But given that Darwin didn't know squat compared to what we now know it is a given he made mistakes along the way, ie he was going to be wrong on some things.

However it also could be that Darwin wasn't even wrong or even too wrong to be important:

The Scientist, Aug. 29, 2005

Why do we invoke Darwin?
Evolutionary theory contributes little to experimental biology

By Philip S. Skell

Darwin’s theory of evolution offers a sweeping explanation of the history of life, from the earliest microscopic organisms billions of years ago to all the plants and animals around us today. Much of the evidence that might have established the theory on an unshakable empirical foundation, however, remains lost in the distant past. For instance, Darwin hoped we would discover transitional precursors to the animal forms that appear abruptly in the Cambrian strata. Since then we have found many ancient fossils¬ – even exquisitely preserved soft-bodied creatures – but none are credible ancestors to the Cambrian animals.
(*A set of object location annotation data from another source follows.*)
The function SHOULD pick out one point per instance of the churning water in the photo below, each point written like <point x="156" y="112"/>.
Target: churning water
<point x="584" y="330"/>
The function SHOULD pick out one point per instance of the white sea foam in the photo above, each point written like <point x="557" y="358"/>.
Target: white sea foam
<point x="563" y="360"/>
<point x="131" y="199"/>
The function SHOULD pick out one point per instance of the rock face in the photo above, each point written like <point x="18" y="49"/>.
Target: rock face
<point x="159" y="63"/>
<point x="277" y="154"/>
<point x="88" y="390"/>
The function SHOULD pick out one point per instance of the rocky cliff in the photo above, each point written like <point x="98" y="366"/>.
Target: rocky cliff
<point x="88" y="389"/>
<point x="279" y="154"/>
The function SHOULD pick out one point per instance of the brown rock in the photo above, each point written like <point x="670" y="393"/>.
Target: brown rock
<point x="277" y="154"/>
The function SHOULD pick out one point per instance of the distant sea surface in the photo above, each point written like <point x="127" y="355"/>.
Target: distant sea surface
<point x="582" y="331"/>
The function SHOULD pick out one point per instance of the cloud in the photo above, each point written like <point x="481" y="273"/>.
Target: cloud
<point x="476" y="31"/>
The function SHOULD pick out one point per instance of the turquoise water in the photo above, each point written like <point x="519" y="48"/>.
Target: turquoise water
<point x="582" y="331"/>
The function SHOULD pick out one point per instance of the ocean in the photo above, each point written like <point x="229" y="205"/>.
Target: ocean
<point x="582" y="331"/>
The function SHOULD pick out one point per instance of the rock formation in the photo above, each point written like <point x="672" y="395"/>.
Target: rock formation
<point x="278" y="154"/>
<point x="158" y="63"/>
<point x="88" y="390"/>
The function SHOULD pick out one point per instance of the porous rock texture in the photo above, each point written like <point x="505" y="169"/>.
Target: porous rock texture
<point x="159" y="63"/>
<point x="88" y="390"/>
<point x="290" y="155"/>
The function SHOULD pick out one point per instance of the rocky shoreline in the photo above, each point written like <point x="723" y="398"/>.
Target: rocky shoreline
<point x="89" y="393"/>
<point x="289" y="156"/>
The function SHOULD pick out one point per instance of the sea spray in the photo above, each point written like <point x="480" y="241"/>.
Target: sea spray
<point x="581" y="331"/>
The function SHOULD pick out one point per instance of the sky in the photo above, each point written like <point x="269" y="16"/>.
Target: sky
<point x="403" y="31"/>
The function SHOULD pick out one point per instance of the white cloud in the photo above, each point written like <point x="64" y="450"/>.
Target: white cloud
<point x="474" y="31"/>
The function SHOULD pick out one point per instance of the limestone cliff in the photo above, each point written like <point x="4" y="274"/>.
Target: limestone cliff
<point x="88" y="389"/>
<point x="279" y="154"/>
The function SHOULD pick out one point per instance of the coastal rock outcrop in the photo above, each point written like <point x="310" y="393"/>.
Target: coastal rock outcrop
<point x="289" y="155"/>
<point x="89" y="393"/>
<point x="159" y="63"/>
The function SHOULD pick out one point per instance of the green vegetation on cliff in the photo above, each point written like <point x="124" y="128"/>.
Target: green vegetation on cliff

Despite this and other difficulties, the modern form of Darwin’s theory has been raised to its present high status because it’s said to be the cornerstone of modern experimental biology. But is that correct? “While the great majority of biologists would probably agree with Theodosius Dobzhansky’s dictum that ‘nothing in biology makes sense except in the light of evolution,’ most can conduct their work quite happily without particular reference to evolutionary ideas,” A. S. Wilkins, editor of the journal BioEssays, wrote in 2000.1 “Evolution would appear to be the indispensable unifying idea and, at the same time, a highly superfluous one.”

I would tend to agree. Certainly, my own research with antibiotics during World War II received no guidance from insights provided by Darwinian evolution. Nor did Alexander Fleming’s discovery of bacterial inhibition by penicillin. I recently asked more than 70 eminent researchers if they would have done their work differently if they had thought Darwin’s theory was wrong. The responses were all the same: No.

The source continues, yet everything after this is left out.